Avec ce tsunami de libertés brusques qui s’abat sur la Tunisie, cette rafale de discours violents qui balaient nos tendres têtes et ces nouvelles postures paternalistes revendiquant un tutorat sur le peuple, un virus est en train de gangrener et de métastaser notre corps sociétal qui se nourrit de division ,du refus des différences et de la non acceptation de l’autre.
Nonobstant les divergences d’idées et l’opposition de style, c’est certainement l’autisme, la surdité et l’Alzheimer dont sont atteints nos politiques et nos élites qui veulent effacer des pans de notre civilisation millénaire, réécrire leur propre histoire et ne pas assumer leur passé qui les poussent à se livrer à cette guerre sans merci.Une guerre sale et nauséabonde sans vainqueurs ni vaincus avec des gens que pourtant tout unit, religion, langue, patrie, histoire, civilisation mais qui hélas pour les raisons d’un passé non assumé et d’une paternité non identifiée s’affrontent et se livrent à une bataille sanglante en se servant du PEUPLE comme munition, de l’unité de la Patrie et de la Paix Civile comme punition et de la révolution comme Tranchée.
Quand le peuple renait en Janvier 2011, son affiliation ne fait aucun doute et il est certainement le fils de sa mère révolution et ses ancêtres indépendance et libération mais son père reste inconnu et aucun politique ou leader ne peut revendiquer cette paternité et les polémiques et discours pour la garde et la tutelle de ce peuple sont et seront vaines car dans l’ADN de ce peuple , il y a les traces indélébiles de son histoire, sa civilisation, son identité, son patrimoine, ses traditions, ses acquis ,sa spécificité, son vécu et son ingéniosité.

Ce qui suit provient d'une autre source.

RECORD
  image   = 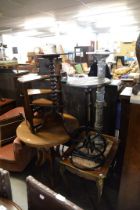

Plus le temps passe et le peuple grandit, plus on constate cette surenchère de paternité et le nombre de pères biologiques se multiplie pour revendiquer un tutorat et un droit de regard sur l’éducation ,le mode de vie, l’instruction ,l’identité et l’avenir de ce peuple vaillant, libre , fier de ses origines et multiple, qui assume son passé ,ses différences, ses contradictions et qui revendique son droit inaliénable de disposer de lui-même et de décider de son mode de vie et de son avenir.
Ce peuple ne reconnaîtra que cette adorable Tunisie comme mère et génitrice légitime, cette usine à fabriquer l’amour et l’unité et qui dessine de l’encre du patriotisme les contours d’une société aimante, harmonieuse, tolérante et qui accepte ses différences. Une mère au grand cœur, protectrice, battante et qui érigera une infranchissable muraille d’autodéfense contre des pères qui prônent à choisir entre ses enfants et les embourber dans le sombre tunnel du désamour et de désunion.